BM Nüfus Fonu (UNFPA), Kahramanmaraş’ta Anne Çocuk Eğitim Vakfı (AÇEV) ortaklığı ve ABD Hükümeti’nin finansal desteğiyle kız çocuklarının güçlenmesi için çalışıyor. Bu kapsamda, belirlenen konteyner kentlerde 12-18 yaş kız çocuklarına yönelik çocuk yaşta evlilikler de dahil olmak üzere koruma ve ergen sağlığı ve gelişimini içeren eğitim programları düzenleniyor.
‘Okumaya kararlıyım’
Irmak (12), depremde hem evini hem de anneanne ve dedesini kaybetti. Genç kız felaketten 18 ay sonra, ailesiyle birlikte yaşadığı konteyner kentte, bir yandan okuluna devam ediyor bir yandan da kurslara ve etkinliklere katılıyor. En büyük hayalini “Okumaya çok kararlı bir insanım.
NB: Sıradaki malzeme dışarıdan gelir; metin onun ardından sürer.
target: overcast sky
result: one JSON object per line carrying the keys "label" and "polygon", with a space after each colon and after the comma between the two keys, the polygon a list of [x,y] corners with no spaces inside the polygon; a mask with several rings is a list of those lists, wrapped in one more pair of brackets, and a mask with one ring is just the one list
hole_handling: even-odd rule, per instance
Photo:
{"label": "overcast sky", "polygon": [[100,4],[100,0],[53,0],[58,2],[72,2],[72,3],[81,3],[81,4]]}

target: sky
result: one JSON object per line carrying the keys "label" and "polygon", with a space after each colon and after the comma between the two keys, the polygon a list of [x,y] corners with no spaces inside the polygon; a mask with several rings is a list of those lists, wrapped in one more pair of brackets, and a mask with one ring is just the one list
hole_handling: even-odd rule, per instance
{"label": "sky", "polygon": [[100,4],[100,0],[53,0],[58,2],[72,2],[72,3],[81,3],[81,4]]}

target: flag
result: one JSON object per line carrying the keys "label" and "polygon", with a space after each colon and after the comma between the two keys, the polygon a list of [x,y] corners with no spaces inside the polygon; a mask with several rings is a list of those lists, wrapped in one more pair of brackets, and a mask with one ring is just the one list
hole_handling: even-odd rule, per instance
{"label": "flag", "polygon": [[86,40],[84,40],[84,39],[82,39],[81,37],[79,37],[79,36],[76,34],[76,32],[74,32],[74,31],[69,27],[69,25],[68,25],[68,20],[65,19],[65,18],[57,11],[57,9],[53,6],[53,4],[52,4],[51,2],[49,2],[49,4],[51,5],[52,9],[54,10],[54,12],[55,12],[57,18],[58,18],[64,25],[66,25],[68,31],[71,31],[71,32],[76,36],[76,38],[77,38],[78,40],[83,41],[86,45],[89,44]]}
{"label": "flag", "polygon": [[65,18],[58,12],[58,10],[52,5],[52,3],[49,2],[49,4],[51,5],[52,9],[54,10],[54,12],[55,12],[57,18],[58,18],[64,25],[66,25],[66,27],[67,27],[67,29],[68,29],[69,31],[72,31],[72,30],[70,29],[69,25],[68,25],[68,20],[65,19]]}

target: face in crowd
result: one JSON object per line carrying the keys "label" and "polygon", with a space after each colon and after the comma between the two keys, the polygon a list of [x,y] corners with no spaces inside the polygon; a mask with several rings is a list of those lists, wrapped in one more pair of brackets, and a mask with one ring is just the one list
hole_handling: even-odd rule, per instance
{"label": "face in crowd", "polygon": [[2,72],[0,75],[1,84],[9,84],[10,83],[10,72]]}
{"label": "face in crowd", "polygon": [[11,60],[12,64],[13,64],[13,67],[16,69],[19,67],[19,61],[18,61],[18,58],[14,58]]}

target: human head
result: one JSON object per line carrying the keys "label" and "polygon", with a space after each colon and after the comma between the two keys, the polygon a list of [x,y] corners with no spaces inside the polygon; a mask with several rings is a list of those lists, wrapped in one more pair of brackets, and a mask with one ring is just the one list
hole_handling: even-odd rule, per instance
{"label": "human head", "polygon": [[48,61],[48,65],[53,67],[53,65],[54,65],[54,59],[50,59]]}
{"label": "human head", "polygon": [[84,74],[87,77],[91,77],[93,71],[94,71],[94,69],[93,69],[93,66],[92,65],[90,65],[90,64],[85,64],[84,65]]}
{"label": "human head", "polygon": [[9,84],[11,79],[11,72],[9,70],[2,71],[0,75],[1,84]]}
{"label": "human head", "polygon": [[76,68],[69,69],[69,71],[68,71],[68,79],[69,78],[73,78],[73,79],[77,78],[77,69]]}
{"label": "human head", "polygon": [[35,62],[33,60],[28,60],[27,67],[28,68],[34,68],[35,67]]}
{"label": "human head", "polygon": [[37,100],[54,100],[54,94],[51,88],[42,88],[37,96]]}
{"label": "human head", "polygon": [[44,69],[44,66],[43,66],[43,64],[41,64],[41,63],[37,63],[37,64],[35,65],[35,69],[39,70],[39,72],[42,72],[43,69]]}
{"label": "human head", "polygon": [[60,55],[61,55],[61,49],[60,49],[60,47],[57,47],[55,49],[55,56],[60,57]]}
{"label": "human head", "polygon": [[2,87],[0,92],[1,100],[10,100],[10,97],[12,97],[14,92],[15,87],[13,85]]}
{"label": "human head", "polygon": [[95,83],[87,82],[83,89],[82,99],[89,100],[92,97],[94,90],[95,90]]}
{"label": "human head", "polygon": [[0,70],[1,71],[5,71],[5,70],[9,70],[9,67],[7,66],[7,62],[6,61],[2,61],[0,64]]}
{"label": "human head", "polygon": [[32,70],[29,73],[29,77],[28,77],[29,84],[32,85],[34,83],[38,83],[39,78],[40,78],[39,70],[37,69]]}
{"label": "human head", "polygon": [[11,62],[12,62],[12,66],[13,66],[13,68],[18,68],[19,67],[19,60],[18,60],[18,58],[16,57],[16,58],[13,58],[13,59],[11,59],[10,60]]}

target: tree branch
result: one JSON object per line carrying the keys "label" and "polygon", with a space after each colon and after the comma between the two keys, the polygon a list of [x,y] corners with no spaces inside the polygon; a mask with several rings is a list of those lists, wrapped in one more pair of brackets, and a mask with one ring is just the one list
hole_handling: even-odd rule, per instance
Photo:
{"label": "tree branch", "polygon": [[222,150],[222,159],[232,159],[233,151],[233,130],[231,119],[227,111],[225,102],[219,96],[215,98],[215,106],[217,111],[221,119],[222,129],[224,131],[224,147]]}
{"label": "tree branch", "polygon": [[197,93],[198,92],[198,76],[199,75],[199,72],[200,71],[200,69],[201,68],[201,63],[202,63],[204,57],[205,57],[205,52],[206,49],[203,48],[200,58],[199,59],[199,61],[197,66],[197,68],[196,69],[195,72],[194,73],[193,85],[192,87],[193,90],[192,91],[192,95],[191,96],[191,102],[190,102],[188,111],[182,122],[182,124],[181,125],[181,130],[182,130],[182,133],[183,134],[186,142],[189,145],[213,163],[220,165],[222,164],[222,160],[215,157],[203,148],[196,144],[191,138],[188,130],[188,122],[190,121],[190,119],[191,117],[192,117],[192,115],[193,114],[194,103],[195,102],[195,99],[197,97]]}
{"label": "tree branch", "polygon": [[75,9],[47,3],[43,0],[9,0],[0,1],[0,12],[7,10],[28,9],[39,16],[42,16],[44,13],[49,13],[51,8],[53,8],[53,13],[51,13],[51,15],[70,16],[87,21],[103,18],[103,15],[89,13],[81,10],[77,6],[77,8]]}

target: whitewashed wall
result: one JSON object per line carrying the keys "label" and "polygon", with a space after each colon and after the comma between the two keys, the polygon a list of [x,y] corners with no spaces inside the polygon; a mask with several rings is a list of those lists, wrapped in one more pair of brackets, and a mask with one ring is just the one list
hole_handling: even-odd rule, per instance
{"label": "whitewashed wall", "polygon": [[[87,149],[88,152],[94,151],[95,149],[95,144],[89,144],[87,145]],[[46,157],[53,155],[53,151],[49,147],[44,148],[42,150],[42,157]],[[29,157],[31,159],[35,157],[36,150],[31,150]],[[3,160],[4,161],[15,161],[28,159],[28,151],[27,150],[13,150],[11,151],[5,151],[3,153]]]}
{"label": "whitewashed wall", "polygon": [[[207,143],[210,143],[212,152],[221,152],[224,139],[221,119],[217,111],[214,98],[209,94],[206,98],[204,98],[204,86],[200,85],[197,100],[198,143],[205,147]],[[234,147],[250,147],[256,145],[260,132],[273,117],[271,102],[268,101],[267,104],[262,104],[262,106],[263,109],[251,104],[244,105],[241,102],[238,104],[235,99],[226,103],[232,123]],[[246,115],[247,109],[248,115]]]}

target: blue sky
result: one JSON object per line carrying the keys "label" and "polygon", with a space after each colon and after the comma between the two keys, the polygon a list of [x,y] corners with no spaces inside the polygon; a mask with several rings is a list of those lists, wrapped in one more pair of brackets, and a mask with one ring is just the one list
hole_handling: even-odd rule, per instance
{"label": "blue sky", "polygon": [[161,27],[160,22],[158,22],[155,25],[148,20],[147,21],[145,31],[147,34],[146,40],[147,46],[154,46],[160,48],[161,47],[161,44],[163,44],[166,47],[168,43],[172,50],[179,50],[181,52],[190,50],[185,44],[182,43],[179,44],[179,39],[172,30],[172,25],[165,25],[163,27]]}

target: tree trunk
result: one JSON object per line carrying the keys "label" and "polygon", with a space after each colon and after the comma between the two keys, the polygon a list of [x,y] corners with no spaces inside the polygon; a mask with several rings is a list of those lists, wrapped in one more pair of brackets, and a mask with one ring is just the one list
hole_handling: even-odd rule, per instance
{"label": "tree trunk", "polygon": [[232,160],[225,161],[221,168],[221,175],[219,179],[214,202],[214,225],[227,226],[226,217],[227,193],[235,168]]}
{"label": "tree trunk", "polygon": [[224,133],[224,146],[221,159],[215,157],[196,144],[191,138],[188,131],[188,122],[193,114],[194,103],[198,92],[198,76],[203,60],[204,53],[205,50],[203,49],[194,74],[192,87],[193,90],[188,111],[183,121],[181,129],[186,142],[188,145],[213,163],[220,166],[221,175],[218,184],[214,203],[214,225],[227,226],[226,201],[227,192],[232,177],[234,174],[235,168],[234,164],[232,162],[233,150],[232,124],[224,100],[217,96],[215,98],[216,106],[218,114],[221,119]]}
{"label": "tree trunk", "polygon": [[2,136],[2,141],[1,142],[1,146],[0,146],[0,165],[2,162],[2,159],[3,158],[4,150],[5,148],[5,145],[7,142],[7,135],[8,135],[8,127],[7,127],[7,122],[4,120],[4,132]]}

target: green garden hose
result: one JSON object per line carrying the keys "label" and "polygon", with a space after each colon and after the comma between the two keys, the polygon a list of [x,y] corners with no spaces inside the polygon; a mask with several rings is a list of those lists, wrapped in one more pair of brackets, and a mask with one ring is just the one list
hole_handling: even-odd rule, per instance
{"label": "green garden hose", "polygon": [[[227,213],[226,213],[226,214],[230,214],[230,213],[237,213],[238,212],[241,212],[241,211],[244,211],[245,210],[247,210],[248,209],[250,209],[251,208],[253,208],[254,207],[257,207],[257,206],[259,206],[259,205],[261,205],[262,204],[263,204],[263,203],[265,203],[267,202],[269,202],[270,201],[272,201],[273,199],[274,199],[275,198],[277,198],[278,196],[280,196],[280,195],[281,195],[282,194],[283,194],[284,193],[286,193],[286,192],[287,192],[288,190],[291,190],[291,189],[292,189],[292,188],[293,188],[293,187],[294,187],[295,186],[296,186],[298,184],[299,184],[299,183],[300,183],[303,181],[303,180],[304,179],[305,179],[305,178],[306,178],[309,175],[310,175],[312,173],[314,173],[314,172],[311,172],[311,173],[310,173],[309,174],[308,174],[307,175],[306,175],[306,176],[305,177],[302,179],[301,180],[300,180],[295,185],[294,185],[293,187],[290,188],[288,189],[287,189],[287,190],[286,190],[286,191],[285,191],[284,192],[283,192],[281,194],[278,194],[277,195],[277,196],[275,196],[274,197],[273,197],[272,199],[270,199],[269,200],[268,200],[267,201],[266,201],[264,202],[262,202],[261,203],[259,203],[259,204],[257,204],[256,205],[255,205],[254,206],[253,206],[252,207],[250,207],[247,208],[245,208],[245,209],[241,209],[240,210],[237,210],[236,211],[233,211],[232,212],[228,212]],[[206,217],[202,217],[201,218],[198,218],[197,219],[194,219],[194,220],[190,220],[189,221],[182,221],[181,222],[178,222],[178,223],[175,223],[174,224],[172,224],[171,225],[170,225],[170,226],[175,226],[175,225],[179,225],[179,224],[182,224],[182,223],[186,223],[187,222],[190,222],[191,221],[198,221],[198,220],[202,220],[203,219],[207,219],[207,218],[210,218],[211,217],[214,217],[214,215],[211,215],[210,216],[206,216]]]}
Çalışıp kendi işimin başında olmak istiyorum” diyerek anlatıyor. Eğitim programına katıldıktan sonra yeni arkadaşlar edindiğini, sosyalleştiğini ve çok şey öğrendiğini anlatıyor Irmak. Haklarını bilen ve kendi ayakları üzerine durabilen “Bahar” adında sembol bir karakter büyüttüklerini söylüyor: “Bahar’ı mesela her gün birlikte büyütüyoruz, onunla birlikte çocuk haklarını, şiddete karşı haklarımızı öğreniyoruz.”
‘Daha güçlüyüm’
Lise öğrencisi Sudenaz (15) da, depremde evlerini kaybettikten sonra ailesiyle konteynere yerleşmek zorunda kaldı. Geçici yaşam koşullarına alışmakta uzun süre zorlandığını, evlerindeki gibi bir düzen kuramasalar da yeni normallerine alışmaya çalıştıklarını söylüyor. Eğitim programımızın hem sosyalleşmesine hem de pek çok konuda farkındalığının artmasına destek olduğunu anlatıyor. “Kendimi ifade edebilmeyi ve istemediğim zaman karşımdaki insana ‘hayır’ ve ‘dur’ diyebileceğimi öğrendim” diyen Sudenaz, toplumsal cinsiyet eşitliği ve çocuk yaşta, erken ve zorla evlilikler ile ilgili de artık çok daha bilinçli olduğunu söylüyor: “Herkesin eşit olduğunu ve aynı haklara sahip olduğunu öğrendik. Bir çocuğun evliliğe zorlanması durumunda ne yapabileceğini, nerelere başvurabileceğini öğrendim. Kendimi çok daha güçlü ve bilinçli hissediyorum.”
‘Bir kızın okuması lazım’
Lise öğrencisi Melike (16) de depremin ardından büyük zorluklar yaşadı. Afetten sonra bir süre arabada kaldıklarını, sonra Mersin’e gittiklerini ancak iki hafta sonra meydana gelen ve Mersin’i de etkileyen üçüncü büyük depremden sonra tekrar Kahramanmaraş’a döndüklerini anlatıyor. Bir süre çadırda kaldıktan sonra yerleştikleri konteynerde yeni bir düzen kurmaya çalıştıklarını söylüyor. Bedenlerini ve duygularını tanımaktan eşitliğe, teknolojinin olumlu ve olumsuz getirilerinden eğitimin önemine kadar pek çok konuda konuştuklarını ve kendini geliştirdiğini anlatan Melike, hem güçlendiğini hem de eğitimine devam etmekle ilgili kararlılığının arttığını anlatıyor: “Bir kızın okuması lazım, ayakları üzerinde durabilmesi lazım. Bir erkeğe ya da başka bir kadına, kimseye muhtaç olmamalı. Benim en büyük hayalim de okumak ve kendi ayaklarımın üstünde durmak.”
‘Yalnız değilim’
Eğitim programına katılan genç kızlardan bir diğeri de açık lise öğrencisi Aliye (16), iki kardeşiyle birlikte Kahramanmaraş’ta bir konteyner kentte yaşıyor. Aliye, ailelerin eğitim konusunda daha özenli olması gerektiğini söylüyor ve eğitimde öğrendiklerinin ona neler kattığını anlatıyor: “Burada özgüvenim gelişti. Kız çocuklarının okumasının ne kadar önemli olduğunu bir kez daha anladım. Yalnız olmadığımı, arkamda olduklarını ve kimseye karşı ezilmeyebileceğimi anladım. Bu yüzden kendimi çok daha güçlü hissediyorum.”